GPA alert:  While all three of the grades you earn during The Washington Center program (seminar,  internship, and ISP) are all reported on your transcript, only the ISP grade will be calculated in your GPA.

Note: The following guidelines were developed for students working with Prof. Hoefler.  Other students should consult with their own ISP adviser for specific guidance, as the following guidelines are suggestive only.

ISP and professionalismProfessionalism will count significantly in your ISP grade.  Key components of professionalism include:

  • maintaining good, regular, quality contact with me via emailed journals;
  • responding to queries, requests for clarification and elaboration, and feedback;
  • completing interim work products on time as you maintain steady progress toward successful completion of the ISP.

Weekly journal submitted via email:  You will be submitting journal entries about your internship experience to your TWC program supervisor on a regular basis.  You should copy me on those entries, and add a personal post script to me each week that discusses what progress you have made on the independent study.

Topic selection:  You should initiate email conversations with me in the first week or two of the semester to propose possible topics for your ISP.

Talk with the folks at your internship site about your ISP to get the ball rolling.  Pick their brains about the hot topics the office is dealing with, the special areas of expertise that exist within the staff, and the readily available materials to which you will have access.  Maybe you will find a special project that has been waiting for someone like you to come along.  Whatever you propose, it has been my experience that projects which focus on a dimension of the work your office is already involved in will provide you with the most productive and rewarding independent study experiences.

Methodology:  Here are just three possible approaches that your ISP could take.

  • Comparative analysis: Compare two or more entities (e.g., states, countries, businesses, government departments, etc.) that are roughly equivalent.

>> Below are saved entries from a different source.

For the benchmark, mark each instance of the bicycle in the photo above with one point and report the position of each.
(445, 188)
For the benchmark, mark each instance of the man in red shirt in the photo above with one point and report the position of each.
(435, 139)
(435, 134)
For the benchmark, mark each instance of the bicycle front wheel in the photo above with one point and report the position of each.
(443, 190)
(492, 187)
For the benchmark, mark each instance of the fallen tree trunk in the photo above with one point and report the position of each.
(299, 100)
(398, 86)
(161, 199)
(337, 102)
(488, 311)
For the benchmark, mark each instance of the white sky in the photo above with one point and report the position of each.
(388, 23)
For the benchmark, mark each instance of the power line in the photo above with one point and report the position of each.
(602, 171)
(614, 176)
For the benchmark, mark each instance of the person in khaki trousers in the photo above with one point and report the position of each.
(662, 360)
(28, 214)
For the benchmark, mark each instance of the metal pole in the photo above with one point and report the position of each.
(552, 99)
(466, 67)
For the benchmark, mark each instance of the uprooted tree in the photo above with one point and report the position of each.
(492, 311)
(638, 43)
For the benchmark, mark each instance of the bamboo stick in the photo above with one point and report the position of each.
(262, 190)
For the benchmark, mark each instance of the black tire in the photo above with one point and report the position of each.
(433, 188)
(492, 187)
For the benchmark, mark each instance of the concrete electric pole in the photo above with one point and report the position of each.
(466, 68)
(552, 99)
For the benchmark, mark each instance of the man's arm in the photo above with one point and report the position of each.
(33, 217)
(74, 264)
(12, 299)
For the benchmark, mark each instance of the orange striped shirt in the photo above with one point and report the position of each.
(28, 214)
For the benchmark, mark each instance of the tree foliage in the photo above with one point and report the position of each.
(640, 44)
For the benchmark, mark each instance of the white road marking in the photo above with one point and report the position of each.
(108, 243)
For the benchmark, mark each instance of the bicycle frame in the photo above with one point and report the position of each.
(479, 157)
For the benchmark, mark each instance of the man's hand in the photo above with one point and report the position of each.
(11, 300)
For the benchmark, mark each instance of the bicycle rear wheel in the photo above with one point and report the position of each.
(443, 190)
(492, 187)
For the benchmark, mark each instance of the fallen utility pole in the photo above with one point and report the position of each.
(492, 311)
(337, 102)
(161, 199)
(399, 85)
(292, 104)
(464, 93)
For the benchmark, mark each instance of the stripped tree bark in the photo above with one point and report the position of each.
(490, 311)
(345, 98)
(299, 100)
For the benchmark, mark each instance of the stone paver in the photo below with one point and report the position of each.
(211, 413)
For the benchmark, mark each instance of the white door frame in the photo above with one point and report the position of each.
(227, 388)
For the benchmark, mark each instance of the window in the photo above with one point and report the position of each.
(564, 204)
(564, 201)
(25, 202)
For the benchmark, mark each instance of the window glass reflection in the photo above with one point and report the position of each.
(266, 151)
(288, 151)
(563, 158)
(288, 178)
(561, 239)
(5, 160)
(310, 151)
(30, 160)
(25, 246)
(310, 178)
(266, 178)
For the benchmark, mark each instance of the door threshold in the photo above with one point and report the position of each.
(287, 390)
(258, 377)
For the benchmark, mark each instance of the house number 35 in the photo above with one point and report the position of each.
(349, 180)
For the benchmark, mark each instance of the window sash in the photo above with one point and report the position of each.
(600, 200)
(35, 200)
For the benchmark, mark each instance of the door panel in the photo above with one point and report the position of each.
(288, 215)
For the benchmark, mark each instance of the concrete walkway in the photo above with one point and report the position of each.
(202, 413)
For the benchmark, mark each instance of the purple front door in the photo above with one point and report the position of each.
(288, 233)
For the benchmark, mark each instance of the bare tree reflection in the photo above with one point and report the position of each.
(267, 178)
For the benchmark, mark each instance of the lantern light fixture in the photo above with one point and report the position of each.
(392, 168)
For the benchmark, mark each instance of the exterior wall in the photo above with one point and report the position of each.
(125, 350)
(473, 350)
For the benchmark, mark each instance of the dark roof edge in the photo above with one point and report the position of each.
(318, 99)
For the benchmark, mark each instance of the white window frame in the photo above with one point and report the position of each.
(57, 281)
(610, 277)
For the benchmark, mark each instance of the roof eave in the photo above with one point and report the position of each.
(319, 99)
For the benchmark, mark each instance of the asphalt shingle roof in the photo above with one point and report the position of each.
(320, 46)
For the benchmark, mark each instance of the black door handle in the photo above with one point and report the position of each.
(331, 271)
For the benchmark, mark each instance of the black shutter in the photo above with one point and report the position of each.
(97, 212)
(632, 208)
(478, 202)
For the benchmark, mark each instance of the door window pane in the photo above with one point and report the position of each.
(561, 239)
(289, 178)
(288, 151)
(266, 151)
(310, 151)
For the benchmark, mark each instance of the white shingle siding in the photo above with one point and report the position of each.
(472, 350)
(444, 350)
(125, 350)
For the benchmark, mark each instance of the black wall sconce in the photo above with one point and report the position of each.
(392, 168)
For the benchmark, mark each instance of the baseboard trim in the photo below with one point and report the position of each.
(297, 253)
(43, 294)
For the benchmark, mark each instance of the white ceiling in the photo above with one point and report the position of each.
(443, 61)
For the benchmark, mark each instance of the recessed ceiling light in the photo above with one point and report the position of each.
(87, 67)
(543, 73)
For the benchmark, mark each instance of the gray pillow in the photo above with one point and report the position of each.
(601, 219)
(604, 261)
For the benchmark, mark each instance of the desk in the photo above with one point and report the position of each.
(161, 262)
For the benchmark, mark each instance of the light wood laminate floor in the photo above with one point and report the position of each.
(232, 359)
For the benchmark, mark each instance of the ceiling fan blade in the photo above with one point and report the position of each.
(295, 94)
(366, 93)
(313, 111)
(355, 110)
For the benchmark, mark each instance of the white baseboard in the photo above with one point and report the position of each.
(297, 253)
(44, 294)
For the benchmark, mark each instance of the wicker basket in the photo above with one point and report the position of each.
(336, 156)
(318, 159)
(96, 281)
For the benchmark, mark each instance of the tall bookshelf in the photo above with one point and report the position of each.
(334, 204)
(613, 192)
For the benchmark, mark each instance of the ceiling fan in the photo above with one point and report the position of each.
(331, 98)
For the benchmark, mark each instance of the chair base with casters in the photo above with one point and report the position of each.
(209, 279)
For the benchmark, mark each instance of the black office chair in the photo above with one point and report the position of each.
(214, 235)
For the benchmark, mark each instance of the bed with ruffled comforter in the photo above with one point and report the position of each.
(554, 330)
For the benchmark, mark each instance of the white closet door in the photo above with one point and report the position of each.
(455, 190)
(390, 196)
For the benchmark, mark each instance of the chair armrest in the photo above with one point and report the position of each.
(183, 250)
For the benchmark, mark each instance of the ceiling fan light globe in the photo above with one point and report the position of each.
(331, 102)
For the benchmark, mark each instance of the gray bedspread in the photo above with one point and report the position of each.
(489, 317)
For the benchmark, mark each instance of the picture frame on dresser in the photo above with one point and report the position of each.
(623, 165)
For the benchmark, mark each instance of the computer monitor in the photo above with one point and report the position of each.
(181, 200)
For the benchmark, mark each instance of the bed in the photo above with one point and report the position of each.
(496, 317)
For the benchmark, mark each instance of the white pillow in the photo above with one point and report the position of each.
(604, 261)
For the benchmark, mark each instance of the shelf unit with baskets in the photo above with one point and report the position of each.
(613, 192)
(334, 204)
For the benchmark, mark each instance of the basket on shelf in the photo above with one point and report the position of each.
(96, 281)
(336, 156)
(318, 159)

Be sure to explain why you can compare the entities you do, and what flaws there might be in this approach.
  • Longitudinal analysis: Follow one policy, entity, or population through a specific time-period. This is especially useful when there is an identifiable “intervention” between the beginning and the end of your study. For example, PA used to require motorcyclists to wear helmets, and now they don’t. Tracking the accident experiences of motorcyclists over time (seriousness of injury; rate of fatality) would help you begin to figure out what impact helmet use has on accident outcomes.
  • Case study: A case study is used to explore one particular entity or policy in great depth. It should cover the history of the subject matter in some detail.

Project development:  Once you have settled on an approved project title, you should compose a brief synopsis and a rationale for why working on this particular topic will constitute a productive use of your time.  You should also outline the project in detail, annotating the materials you plan to use (e.g., personal interviews, records, reports, and other data) along the way.  Submit the synopsis and outline to me via email.

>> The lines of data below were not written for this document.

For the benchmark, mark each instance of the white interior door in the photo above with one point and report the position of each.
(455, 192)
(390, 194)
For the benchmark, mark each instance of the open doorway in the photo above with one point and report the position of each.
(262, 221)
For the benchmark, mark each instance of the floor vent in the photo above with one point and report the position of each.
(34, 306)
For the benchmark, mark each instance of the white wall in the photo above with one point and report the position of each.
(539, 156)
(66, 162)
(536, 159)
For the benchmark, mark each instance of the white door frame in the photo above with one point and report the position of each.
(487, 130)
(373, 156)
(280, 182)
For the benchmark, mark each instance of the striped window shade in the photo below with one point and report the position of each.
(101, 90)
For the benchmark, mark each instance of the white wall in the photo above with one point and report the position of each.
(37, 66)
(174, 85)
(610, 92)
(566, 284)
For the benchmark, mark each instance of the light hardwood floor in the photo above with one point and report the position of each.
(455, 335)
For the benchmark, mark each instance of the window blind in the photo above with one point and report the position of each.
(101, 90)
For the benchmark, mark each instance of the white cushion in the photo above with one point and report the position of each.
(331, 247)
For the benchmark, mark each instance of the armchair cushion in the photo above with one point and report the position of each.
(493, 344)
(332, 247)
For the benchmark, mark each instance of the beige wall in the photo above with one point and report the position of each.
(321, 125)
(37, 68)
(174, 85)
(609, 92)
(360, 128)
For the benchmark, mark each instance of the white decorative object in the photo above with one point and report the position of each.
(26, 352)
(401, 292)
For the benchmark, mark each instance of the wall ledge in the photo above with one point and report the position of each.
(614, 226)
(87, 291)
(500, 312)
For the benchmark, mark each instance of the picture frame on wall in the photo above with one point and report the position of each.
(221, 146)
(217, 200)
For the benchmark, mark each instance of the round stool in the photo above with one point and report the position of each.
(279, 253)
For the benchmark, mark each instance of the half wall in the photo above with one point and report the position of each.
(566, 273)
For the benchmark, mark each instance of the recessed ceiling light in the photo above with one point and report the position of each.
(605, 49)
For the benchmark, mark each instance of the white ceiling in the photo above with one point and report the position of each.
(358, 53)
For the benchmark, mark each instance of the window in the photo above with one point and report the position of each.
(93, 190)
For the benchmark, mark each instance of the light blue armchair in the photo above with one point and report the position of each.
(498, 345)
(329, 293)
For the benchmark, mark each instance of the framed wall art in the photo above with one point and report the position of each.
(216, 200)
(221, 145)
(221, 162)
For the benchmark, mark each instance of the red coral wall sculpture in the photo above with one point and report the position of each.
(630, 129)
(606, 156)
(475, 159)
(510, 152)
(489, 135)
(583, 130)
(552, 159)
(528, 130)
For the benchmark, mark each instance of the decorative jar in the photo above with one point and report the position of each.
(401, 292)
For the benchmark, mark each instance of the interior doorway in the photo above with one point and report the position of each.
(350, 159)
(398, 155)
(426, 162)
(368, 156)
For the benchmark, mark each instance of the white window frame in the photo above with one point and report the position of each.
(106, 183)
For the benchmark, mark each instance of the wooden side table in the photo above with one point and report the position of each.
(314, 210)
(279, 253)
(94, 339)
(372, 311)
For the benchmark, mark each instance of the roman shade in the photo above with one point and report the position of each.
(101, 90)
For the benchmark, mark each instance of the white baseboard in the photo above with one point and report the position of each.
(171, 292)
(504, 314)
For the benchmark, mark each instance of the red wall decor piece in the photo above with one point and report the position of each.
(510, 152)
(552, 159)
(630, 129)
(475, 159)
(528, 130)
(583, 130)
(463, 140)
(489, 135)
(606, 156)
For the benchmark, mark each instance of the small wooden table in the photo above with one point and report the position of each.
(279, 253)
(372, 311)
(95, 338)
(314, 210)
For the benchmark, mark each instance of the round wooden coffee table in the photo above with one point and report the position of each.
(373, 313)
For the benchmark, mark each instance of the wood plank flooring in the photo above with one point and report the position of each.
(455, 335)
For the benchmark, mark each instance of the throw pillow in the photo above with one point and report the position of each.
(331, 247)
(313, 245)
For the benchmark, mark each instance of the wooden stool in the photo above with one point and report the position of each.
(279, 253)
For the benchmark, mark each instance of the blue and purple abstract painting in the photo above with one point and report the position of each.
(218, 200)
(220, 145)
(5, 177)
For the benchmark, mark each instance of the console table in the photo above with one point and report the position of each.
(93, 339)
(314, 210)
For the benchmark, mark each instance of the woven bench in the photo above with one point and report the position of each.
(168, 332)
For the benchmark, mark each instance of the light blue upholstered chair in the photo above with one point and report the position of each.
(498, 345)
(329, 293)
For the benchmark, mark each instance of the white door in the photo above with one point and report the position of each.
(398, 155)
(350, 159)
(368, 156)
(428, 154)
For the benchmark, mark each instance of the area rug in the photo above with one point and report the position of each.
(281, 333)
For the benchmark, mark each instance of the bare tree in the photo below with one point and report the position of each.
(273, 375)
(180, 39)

On-site visit:   I will pay you a visit sometime during the middle weeks of the semester, during which time you should be prepared to:

  • Brief me on the progress you have made on the independent study project, to date (include your topic and thesis, rationale, methodology, sources, challenges, and expected outcomes);
  • Provide me with a one-page memo at that time to guide the discussion (use the standard memo format used at your internship site);
  • Provide a short tour of your internship site (if this is not too disruptive to the operations of the office);
  • Set up a short meeting with you, me, and your site supervisor (this is not required — we will do this only if your supervisor is interested and able to meet; the meeting could range from a simple introduction, to an informal chat of 15 minutes or so, depending on schedules).

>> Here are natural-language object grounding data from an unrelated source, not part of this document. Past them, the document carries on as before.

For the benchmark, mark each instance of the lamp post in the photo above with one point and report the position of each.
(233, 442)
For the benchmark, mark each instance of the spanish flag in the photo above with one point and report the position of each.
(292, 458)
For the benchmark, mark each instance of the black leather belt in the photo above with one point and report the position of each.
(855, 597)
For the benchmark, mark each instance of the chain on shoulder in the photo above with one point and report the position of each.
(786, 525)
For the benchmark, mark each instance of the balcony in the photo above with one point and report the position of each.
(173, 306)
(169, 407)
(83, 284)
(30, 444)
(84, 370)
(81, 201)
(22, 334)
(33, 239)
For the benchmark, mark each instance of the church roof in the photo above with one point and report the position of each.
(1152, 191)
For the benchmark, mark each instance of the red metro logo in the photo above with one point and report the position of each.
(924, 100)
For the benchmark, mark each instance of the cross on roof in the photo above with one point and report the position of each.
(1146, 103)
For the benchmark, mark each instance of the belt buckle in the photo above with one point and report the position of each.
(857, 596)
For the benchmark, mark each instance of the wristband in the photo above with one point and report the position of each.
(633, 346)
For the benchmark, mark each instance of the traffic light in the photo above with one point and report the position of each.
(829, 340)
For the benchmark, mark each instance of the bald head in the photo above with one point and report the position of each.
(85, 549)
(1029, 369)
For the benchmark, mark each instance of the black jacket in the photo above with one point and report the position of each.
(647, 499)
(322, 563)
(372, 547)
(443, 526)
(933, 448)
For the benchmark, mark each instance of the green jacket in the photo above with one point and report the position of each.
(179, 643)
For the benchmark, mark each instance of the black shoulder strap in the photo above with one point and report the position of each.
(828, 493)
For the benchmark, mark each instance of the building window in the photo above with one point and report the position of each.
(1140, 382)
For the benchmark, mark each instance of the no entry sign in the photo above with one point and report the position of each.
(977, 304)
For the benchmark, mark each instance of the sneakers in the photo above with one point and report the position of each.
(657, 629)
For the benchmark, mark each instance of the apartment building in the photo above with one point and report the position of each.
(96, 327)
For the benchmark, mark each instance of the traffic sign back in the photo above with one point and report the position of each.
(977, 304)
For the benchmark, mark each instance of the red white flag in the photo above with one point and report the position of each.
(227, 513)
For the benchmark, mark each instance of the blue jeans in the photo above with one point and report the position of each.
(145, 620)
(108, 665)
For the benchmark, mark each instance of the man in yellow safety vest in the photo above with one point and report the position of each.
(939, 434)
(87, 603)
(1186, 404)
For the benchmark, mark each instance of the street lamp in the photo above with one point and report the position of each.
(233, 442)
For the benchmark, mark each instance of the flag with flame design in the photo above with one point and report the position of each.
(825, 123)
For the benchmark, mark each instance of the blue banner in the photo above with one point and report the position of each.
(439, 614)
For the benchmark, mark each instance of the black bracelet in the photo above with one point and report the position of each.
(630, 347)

Project completion:  Your project should begin to shape up nicely in the closing weeks of the semester.

  • Send a draft of the project no later than 2 weeks prior to the completion of your internship
  • Send the final work product in to me by the last day of the internship progrm.

Debriefing: Set up a debriefing with me here at Dickinson when you arrive back on campus to discuss your ISP, specifically, and the TWC experience more generally.